The system, which went live in the United States last year, allows users to play games without owning a traditional console.

Instead, the applications are all run on remote servers with the video streamed across the internet.

Run in conjunction with BT, OnLive requires a broadband connection faster than 1Mbps and works on PC, Macs, Tablets and net connected TV's.

Because the system uses video streaming and players effectively remote control their game, bandwidth is a crucial issue.

Speaking to BBC News, OnLive's chief executive Steve Perlman said that the project had overcome numerous hurdles during its decade-long development.

"The first thing we had to do was come up with a new form of video compression," he said.

"We had to deal with the internet not working, the time delays that occur with different communication methods [e.g. wifi, broadband]."

Mr Perlman said that they had managed to get the limits down to 1Mbps for a tablet device, but a large screen HD TV would need a minimum of 5Mbps.

OnLive running on tablet device OnLive games can be played on a ranges of devices, including tablets.

Because the game is a video stream, rather than a direct link to the TV or monitor from hardware in the home, there are limitations on the resolutions it can display.

However, it allows games not designed for certain platforms, such as Windows PCs or Macs, to be played on those machines.

Gamers without a computer or connected TV can use an OnLive "micro console" to access the system. The box plugs into the back of a conventional television.

Cloud gaming

The games themselves are hosted on cloud servers. In Europe, these are based in London, Luxembourg, and Brussels.

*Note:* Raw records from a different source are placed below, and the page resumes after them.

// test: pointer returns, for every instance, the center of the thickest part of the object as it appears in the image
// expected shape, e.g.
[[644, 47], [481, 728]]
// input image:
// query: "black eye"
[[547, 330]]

Currently OnLive offers around 150 titles, but said it planned to expand that.

Joe Martin, Games Editor at Bit Gamer, told BBC News that OnLive posed a threat to both retail and hardware manufacturers.

"At present the threat is small, but it will grow. In fact the only drawback I can see is in terms of visual compression, which has been sacrificed to remove lag," said Mr Martin.

"From what I can see, the system works and it's not just retailers and console manufacturers who are going to be threatened. It's hardware firms like nVidia and ATI and every gaming platform," he added.